大崎 うん、そこが今のネット時代を象徴しているというか。ビッグデータ(*2)が上がっているわけだし、以前なら業界人にしか出回らなかったような口コミ的情報もじゃんじゃんリークされる。それを分析力に長けたクレバーな人たちがよってたかって丸裸にして、有益な結果はすぐさま共有されていく。だから、特にパチスロは、もう隠したところで意味がないどころか、ますます情報格差を広げてるだけだと思う。
*2 一般的なソフトウエアで扱うことが困難なほど膨大で複雑なデータの集合を表す言葉。パチンコ・パチスロでは、全国の営業データを指す場合が多い
ヤング そういう情報をnote(*3)とかで売る人も増えたよね。実績のある配信者?っていうのかな、随分と稼いでる人もいるらしいじゃん。
*3 ブログのように情報発信ができるツール。文章での表現に特化しており手軽に有料販売することも可能。現在ではパチスロ雑誌がやっていたことをnoteでいちユーザーが気軽に投稿できる時代になっているようです
大崎 それこそがかつて攻略誌がやってきたことなんだよね。それが今や個人でやれるビジネスになってしまった。逆に雑誌は広告をもらってる以上、メーカーに不利益なことは書かない。で、そうなると当然雑誌なんて不要って話にも……。

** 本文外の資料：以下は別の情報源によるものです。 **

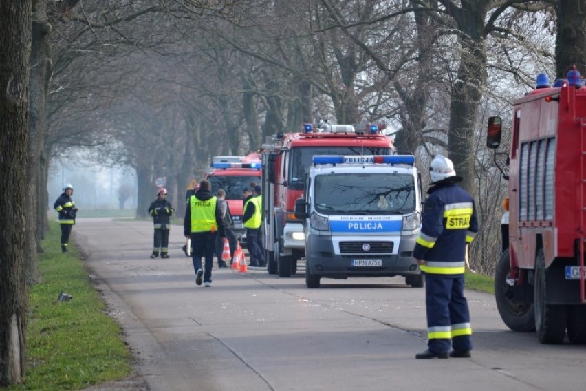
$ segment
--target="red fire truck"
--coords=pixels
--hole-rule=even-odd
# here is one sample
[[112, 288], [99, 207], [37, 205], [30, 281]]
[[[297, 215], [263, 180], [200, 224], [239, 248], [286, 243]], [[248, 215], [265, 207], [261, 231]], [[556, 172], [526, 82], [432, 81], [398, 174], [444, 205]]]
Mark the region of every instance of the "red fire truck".
[[242, 240], [245, 229], [242, 223], [243, 197], [242, 191], [251, 182], [260, 183], [261, 179], [261, 156], [252, 152], [246, 156], [215, 156], [206, 179], [212, 185], [212, 194], [219, 189], [226, 191], [226, 200], [230, 207], [234, 222], [234, 233]]
[[[382, 127], [380, 127], [381, 128]], [[314, 155], [389, 155], [393, 142], [376, 125], [364, 130], [351, 125], [304, 125], [303, 133], [279, 134], [263, 146], [263, 218], [265, 255], [270, 274], [289, 277], [305, 256], [303, 222], [295, 200], [303, 196]]]
[[[495, 296], [511, 330], [536, 330], [544, 344], [563, 342], [566, 330], [570, 343], [586, 343], [583, 84], [576, 70], [553, 86], [542, 74], [537, 87], [513, 103], [504, 251], [495, 273]], [[490, 118], [490, 148], [499, 147], [501, 132], [501, 118]]]

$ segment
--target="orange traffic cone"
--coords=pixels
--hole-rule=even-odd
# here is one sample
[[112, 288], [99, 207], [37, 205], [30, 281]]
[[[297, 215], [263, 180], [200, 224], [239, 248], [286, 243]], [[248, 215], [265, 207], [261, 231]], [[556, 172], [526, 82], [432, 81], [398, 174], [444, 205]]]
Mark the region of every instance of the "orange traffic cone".
[[248, 266], [246, 266], [246, 257], [244, 256], [244, 251], [240, 251], [240, 273], [246, 273], [248, 271]]
[[236, 248], [236, 251], [234, 252], [234, 258], [232, 260], [232, 268], [234, 270], [238, 270], [240, 268], [240, 253], [242, 251], [242, 249], [240, 247], [240, 242], [238, 242], [238, 247]]
[[228, 239], [224, 240], [224, 251], [221, 252], [221, 260], [226, 262], [229, 261], [230, 256], [230, 244], [228, 243]]

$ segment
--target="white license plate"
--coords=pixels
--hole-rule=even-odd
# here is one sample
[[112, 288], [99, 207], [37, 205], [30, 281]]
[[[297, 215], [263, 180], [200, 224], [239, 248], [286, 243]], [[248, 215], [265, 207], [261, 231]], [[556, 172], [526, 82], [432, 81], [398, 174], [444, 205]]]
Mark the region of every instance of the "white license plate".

ヤング なるよね。個人がネットでやるなら、メーカーやパチンコ屋に対する忖度なんてしなくていいし、メーカーの数値偽装(*4)だって平気で暴いたりする。「6の機械割、発表値と3%も違いますけどぉー!」みたいな。
*4 メーカー発表の機械割と実際にホールで稼働したときの機械割にズレがあるのは昔から。現在ではネット上でのデータ収集も比較的容易なので、一般の人でも検証することは可能でしょう
大崎 で、1台30万も40万も出して買ったパチンコ屋がその情報を見たりすると、話が違うってことになる。パチンコ屋からすれば台は集金装置なわけで、当たり前だけど「聞いてないよ」、は許されない。そんなギリギリのところでそれぞれがつばぜり合いしている状況を「楽しい遊技です、エンタメ業界です、わーい♪」なんて誰が言える?

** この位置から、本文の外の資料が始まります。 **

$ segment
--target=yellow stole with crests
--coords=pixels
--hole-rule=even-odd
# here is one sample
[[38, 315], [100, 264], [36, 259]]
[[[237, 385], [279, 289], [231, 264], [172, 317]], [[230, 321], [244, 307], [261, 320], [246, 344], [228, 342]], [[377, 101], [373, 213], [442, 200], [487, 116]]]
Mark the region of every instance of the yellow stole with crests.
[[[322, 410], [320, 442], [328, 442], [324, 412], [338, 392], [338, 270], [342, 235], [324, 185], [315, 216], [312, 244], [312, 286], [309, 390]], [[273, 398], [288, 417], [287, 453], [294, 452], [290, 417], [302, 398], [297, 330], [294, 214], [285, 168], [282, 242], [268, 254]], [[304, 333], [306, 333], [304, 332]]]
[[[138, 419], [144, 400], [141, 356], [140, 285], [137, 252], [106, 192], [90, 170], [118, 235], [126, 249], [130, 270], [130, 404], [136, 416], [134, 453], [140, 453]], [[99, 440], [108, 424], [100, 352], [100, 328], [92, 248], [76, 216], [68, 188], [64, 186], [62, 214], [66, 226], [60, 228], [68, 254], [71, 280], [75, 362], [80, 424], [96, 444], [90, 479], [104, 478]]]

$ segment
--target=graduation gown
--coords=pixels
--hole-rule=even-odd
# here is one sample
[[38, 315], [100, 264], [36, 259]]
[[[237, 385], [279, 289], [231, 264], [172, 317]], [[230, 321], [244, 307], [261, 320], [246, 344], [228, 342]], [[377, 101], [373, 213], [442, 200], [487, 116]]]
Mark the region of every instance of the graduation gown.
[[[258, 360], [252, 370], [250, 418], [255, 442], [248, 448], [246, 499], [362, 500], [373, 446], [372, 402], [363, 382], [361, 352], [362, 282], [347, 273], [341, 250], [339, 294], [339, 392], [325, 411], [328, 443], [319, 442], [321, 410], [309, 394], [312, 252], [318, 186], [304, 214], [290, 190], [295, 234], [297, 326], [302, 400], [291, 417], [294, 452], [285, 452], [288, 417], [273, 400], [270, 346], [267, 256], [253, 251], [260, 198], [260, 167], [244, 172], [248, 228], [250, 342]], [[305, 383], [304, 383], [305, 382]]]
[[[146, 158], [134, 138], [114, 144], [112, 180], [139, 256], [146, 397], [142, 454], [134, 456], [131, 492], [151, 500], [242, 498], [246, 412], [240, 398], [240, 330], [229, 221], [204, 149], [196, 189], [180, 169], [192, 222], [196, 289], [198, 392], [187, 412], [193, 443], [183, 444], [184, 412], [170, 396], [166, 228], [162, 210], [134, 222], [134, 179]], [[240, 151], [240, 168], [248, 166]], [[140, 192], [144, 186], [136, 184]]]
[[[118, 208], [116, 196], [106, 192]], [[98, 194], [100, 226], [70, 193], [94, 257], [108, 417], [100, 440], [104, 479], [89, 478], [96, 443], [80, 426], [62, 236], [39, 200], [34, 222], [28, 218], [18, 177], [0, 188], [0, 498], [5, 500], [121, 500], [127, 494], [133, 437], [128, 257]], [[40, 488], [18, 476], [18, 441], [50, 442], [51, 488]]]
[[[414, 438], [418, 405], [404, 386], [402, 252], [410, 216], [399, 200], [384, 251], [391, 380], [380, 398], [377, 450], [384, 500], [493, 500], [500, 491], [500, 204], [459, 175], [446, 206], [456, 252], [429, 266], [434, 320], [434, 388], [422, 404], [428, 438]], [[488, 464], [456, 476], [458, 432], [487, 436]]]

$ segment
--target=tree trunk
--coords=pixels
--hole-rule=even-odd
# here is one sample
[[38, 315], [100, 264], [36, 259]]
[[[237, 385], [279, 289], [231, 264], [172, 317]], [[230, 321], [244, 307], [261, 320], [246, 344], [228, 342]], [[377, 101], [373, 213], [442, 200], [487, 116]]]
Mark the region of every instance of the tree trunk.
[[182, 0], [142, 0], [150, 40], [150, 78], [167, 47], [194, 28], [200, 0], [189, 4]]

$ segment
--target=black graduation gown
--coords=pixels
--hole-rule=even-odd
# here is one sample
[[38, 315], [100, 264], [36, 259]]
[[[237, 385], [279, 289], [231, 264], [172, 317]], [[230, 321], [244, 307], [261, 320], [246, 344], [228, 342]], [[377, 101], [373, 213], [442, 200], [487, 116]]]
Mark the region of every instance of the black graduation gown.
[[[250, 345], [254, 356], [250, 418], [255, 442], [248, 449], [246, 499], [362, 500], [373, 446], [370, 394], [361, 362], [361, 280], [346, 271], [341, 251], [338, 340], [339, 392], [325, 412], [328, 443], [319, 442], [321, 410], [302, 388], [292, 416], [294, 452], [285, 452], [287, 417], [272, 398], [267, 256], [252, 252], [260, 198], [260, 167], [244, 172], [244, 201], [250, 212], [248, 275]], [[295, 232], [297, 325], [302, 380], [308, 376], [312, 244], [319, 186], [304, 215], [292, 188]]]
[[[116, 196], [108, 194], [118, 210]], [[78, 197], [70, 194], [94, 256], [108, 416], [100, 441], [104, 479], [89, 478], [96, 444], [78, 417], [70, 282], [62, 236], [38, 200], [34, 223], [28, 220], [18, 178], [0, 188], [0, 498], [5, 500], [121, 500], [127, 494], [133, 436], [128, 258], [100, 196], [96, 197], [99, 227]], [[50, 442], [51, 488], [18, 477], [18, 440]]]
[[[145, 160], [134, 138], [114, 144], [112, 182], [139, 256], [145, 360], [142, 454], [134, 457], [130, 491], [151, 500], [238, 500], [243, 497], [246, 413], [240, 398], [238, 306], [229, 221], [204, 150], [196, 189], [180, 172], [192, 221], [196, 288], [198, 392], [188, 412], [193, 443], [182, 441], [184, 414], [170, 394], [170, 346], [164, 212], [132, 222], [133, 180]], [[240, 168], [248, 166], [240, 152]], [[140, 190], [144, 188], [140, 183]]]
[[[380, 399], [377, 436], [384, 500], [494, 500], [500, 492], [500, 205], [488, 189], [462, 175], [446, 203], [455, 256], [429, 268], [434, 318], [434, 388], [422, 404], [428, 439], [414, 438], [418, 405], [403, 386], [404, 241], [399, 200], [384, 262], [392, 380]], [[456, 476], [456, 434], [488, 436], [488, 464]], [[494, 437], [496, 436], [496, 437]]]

ヤング みんな余裕ないナー、エラいことになっとるナーって完全野次馬目線で見るのが一番のエンターテイメントなんだよ。
大崎 こうした状況は加速こそすれもう止まらんからね。考えたくもないけど、崩壊に向かって突き進んでいると思う。
ヤング 行き着く先まで行ったその先がどうなってるか……。